Charles Thompson
- Born: Charles Edward K. Thompson
- Died: Lancashire, England

Rugby union career
- Position(s): Fullback

Amateur team(s)
- Years: Team / Apps / (Points)
- Manchester Rugby Club /  / ()
- –: Barbarian F.C. /  / ()
- –: Lancashire /  / ()

International career
- Years: Team / Apps / (Points)
- 1899: British Isles / 3 / (0)

= Charles Thompson (rugby union, born 1874) =

British Isles international rugby union player

Charles Edward Thompson (1874 – ?) was an English international rugby union fullback who played club rugby for Manchester and county rugby for Lancashire. Thompson was selected for the British Isles team on its 1899 tour of Australia, but despite representing Great Britain, never played international rugby for England.

==Rugby career==
Thompson first came to note as a rugby player through his selection in the 1899 British Isles team that toured Australia. He was uncapped before his selection, and did not have the distinction of an Oxford or Cambridge sporting 'Blue', a factor common to many of the touring party. The players were normally chosen at this early stage of touring parties, on sporting ability and just as importantly on the ability to take an unpaid five-month leave of absence.

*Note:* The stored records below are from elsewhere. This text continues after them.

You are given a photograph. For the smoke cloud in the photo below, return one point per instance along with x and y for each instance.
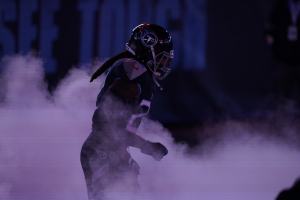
(41, 137)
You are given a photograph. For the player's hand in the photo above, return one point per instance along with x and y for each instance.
(155, 149)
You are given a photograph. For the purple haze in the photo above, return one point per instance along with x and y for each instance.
(41, 137)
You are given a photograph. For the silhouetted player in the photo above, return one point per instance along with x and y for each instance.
(121, 104)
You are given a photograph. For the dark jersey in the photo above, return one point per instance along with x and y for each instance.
(128, 82)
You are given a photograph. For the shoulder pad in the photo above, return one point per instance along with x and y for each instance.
(133, 68)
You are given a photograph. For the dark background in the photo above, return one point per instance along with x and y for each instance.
(223, 67)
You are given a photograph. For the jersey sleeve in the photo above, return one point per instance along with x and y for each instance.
(143, 108)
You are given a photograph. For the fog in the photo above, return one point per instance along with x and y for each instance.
(41, 137)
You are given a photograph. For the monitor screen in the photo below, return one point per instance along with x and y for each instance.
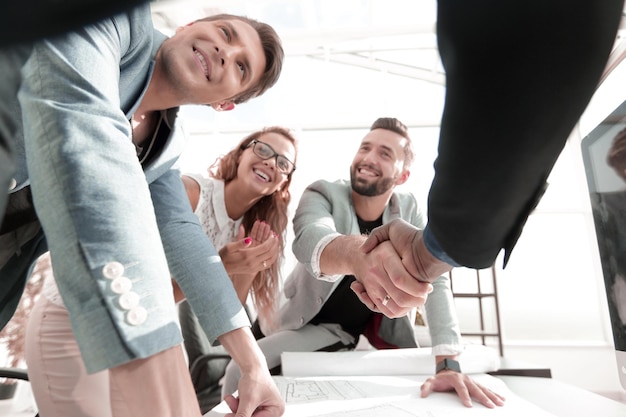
(604, 158)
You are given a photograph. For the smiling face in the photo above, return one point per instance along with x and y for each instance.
(262, 175)
(378, 164)
(211, 62)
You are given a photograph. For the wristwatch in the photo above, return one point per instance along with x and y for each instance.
(449, 364)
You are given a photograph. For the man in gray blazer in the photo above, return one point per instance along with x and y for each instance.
(91, 116)
(322, 313)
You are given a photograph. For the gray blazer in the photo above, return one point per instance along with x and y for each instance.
(326, 209)
(99, 209)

Thompson was described by his tour captain Matthew Mullineux, as having 'a good kick' and having the ability to play at three-quarters and in the forwards. This would have made Thompson an all round player, because as a specialist full back, the only positions on the pitch excluded by his captain were at half-back. Thompson played in 13 games of the British Isles tour, including three Test matches against the Australian national team. Thompson was not selected for the first test in Sydney, with Mullineaux selecting Esmond Martelli at full back. The British team lost the opener, and Mullineux reacted by reshuffling his squad, including dropping himself from future Test games, and also selecting Thompson rather than Martelli. Mullineux's tactics resulted in the British Isles winning the remaining three Tests, and Thompson finishing the tour with three international wins.

When selected for the British Isles, Thompson is listed as representing Lancashire, but in the 1900/01 season he is listed as playing for northern team, Manchester Rugby Club. While at Manchester, he was approached by the Barbarians, an invitational touring team that played within Britain. Thompson accepted the invitation becoming one of the earliest members of the club.